“Oh, but I don’t think he meant it.”
“Then he has nothing to do but to say so. You had far better bring about an explanation, and have it over. It is certainly Major North’s turn to eat humble pie, and it will do him a world of good, and smooth your path very much in the future. Take my advice, dear, and let him see (or at any rate think) that you are prepared to abide by what he said.”
It was with great reluctance that Georgia consented to follow her friend’s counsel; but when she thought it over its wisdom commended itself to her, and she decided to carry it out rigorously, with results which seemed very hard to Dick. He only saw his doctor once a-day, and then she persisted in ignoring sternly all his attempts to extend the scope of the conversation beyond the business in hand. Then she discontinued her visits altogether, and the only explanation his bearer could offer was that the Doctor Miss Sahiba was very busy, and he supposed that she took no more interest in the protector of the poor now that he was so much better. It was the same when Stratford and Fitz came to see him. They agreed that Miss Keeling was very busy, and seemed rather surprised that he should ask after her. It even appeared to him that there was a slight constraint in their tones when they answered his questions. Dick pondered over the mystery without any satisfactory result for two days, and then announced that he was going to get up, and demanded his clothes. The bearer had anticipated this step, and replied promptly that the entire wardrobe of the protector of the poor was at the moment in the hands of a tailor in the town, to whom he had intrusted it for needed repairs, and who preferred to execute them on his own premises.
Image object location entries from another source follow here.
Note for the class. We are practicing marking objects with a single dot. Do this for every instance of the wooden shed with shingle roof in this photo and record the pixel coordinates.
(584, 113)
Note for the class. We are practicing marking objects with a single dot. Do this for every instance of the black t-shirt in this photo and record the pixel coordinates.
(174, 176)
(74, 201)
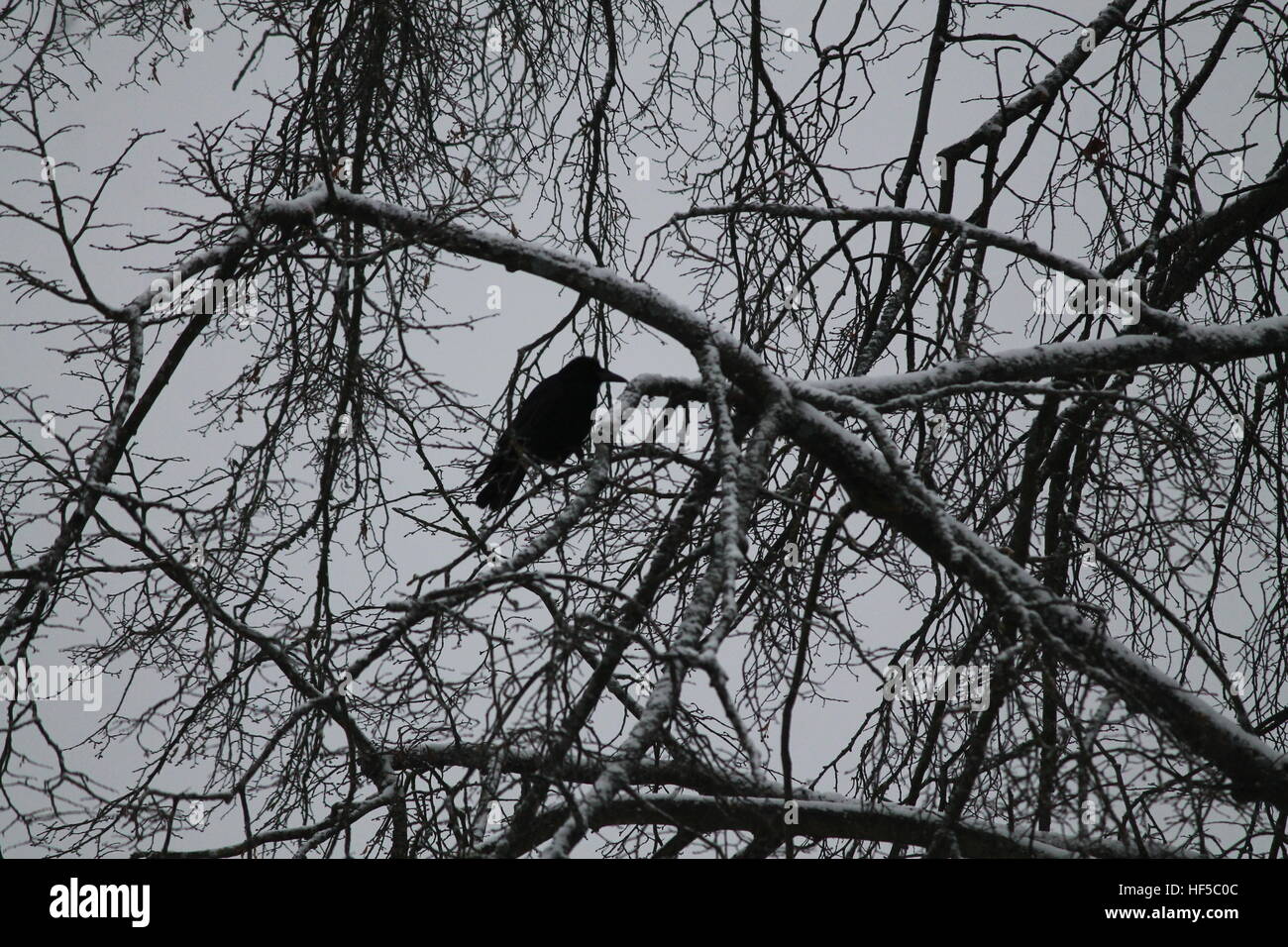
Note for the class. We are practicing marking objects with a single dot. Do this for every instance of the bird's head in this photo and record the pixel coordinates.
(587, 368)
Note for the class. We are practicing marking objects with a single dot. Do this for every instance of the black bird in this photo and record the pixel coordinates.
(550, 424)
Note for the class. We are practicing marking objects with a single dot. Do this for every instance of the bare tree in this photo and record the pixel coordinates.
(949, 522)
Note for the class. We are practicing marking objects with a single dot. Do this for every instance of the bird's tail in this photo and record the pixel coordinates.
(500, 483)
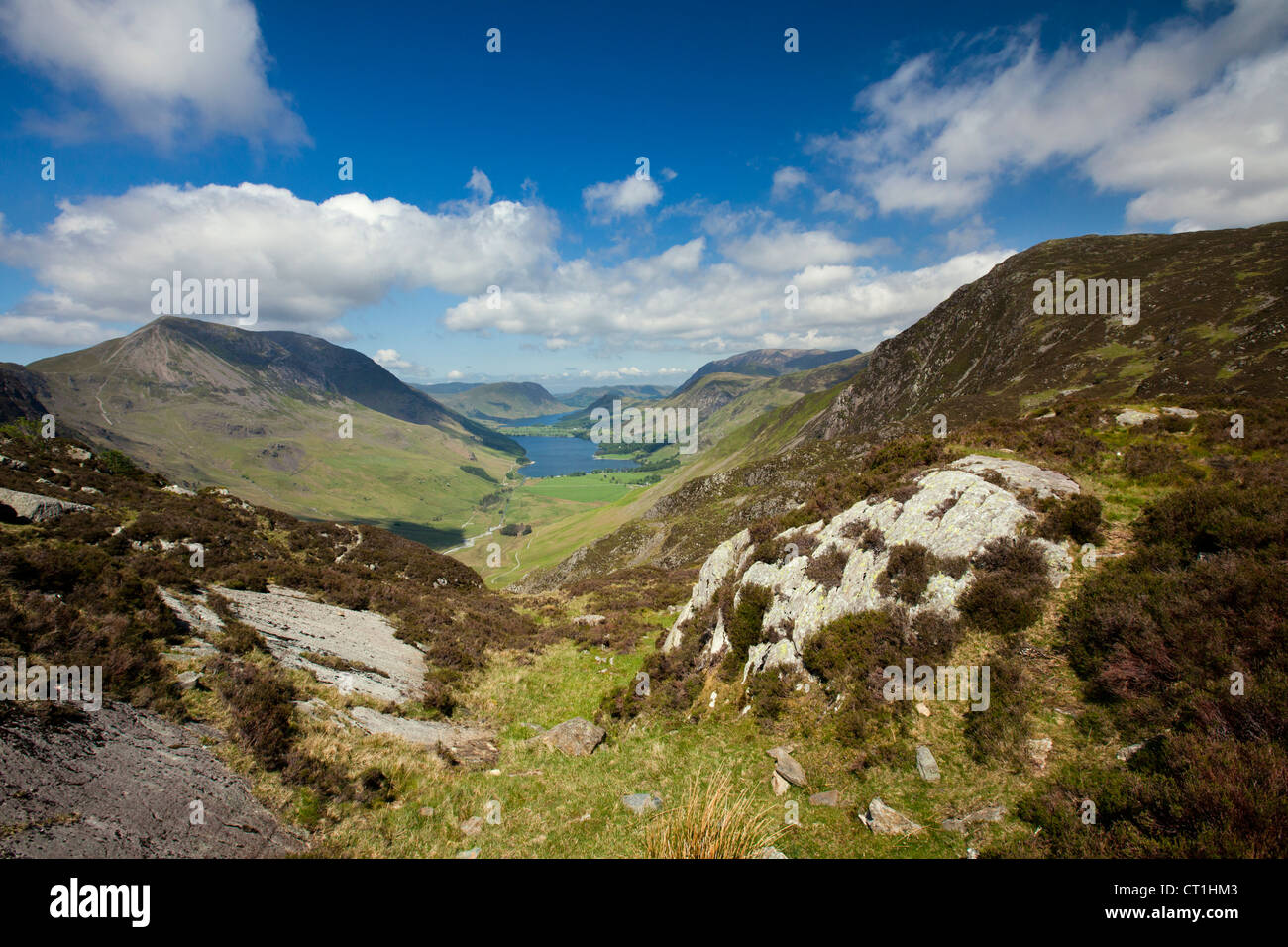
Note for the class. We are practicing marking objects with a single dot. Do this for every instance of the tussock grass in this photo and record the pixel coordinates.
(712, 821)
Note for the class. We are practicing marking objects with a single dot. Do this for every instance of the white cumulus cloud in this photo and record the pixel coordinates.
(136, 56)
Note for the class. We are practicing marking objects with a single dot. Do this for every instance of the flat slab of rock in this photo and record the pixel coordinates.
(640, 802)
(787, 767)
(885, 821)
(926, 764)
(464, 745)
(38, 508)
(120, 784)
(576, 737)
(370, 659)
(1019, 475)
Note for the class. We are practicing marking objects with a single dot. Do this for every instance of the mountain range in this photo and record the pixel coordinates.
(265, 414)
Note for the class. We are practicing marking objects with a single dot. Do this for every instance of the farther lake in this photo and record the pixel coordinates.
(559, 457)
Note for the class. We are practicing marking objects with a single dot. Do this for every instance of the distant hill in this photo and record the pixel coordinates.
(21, 393)
(767, 364)
(502, 401)
(211, 405)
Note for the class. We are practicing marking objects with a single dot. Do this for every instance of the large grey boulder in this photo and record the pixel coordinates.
(1019, 474)
(642, 802)
(576, 737)
(458, 744)
(992, 813)
(787, 767)
(38, 508)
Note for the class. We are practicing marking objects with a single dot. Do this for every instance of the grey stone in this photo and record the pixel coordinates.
(885, 821)
(992, 813)
(374, 661)
(1131, 418)
(926, 764)
(130, 777)
(640, 802)
(953, 513)
(787, 767)
(38, 508)
(576, 737)
(1019, 475)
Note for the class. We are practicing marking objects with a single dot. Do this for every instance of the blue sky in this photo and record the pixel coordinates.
(518, 169)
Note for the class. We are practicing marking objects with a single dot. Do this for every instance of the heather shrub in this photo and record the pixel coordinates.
(1009, 586)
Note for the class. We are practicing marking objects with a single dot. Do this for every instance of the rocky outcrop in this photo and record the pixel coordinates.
(642, 802)
(125, 784)
(576, 737)
(1131, 418)
(1019, 475)
(787, 767)
(37, 508)
(357, 652)
(953, 513)
(728, 557)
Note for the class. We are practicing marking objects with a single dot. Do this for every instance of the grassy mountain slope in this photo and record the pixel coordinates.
(503, 401)
(585, 397)
(1212, 322)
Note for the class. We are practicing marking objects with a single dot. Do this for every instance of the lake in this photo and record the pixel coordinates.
(558, 457)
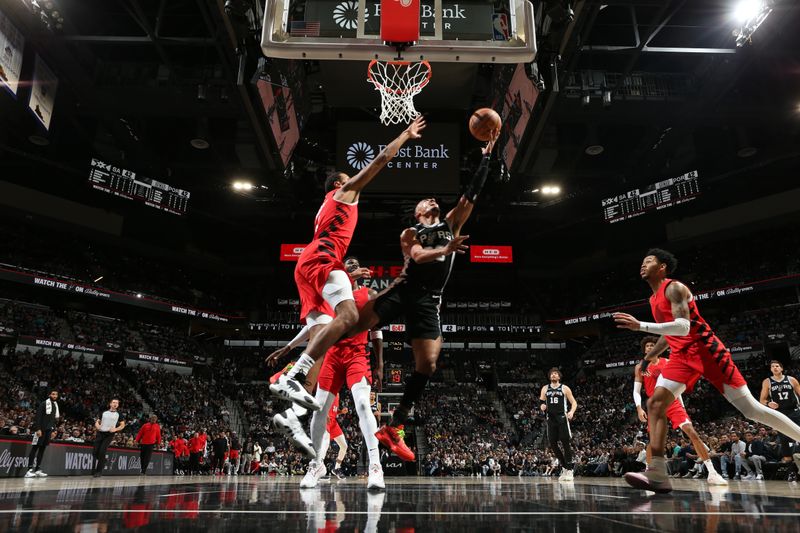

Hari Das invited his master’s reproofs for his own remissness in postponing the operation for so long, but to his dismay discovered that Dick declined to be drawn into a tirade on the vices of bearers in general, illustrated from his experience of this particular specimen. He was too much in earnest in his determination to have time to waste in useless altercations, and, moreover, he knew his man.
“Ask the chota sahib to come to me,” he said. “I will borrow a suit of his clothes.”
The bearer looked blank.
“But the chota sahib’s clothes will not fit my lord,” he objected.
“That doesn’t signify,” said Dick. “Fit or no fit, I am going to get up,” and he only smiled in secret when the bearer returned after a short absence with one of his own suits, and announced that the tailor had brought it back unexpectedly soon. He found himself much weaker than he had anticipated as he dressed, but he disregarded the bearer’s doleful assurances that he would kill himself, and declined to return to his couch, although he was glad to accept the support of the servant’s arm as he crossed the hall and entered the passage leading into the harem. Lady Haigh, writing her home letters busily at a camp-table (for letter-writing had been dropped by common, though unexpressed consent, during those past days, when it seemed unlikely that either the letters or their writers would ever reach home), looked up in astonishment when he came in, and made haste to arrange a comfortable place for him with cushions upon the divan, remarking that he had better lie still and rest for a little and not talk. But this was not what Dick had come for.
“Lady Haigh, where is Georgie?” he asked, the moment after the bearer had departed.
“Well, I think she is busy just now,” Lady Haigh replied, with distinct coldness in her manner. As a matter of fact, at that moment Georgia was sitting outside on the terrace with Sir Dugald, who had by this time been promoted to a knowledge of the whereabouts of his party, and was entertaining him with an account of her visit to Bir-ul-Malikat and of the charms of Khadija.
“Every person that I have asked about her for the last three days has told me exactly that!” said Dick, with a good deal of indignation in his tone. “I should like to see her, if you please,” he went on, in the voice of one determined to obtain his just rights.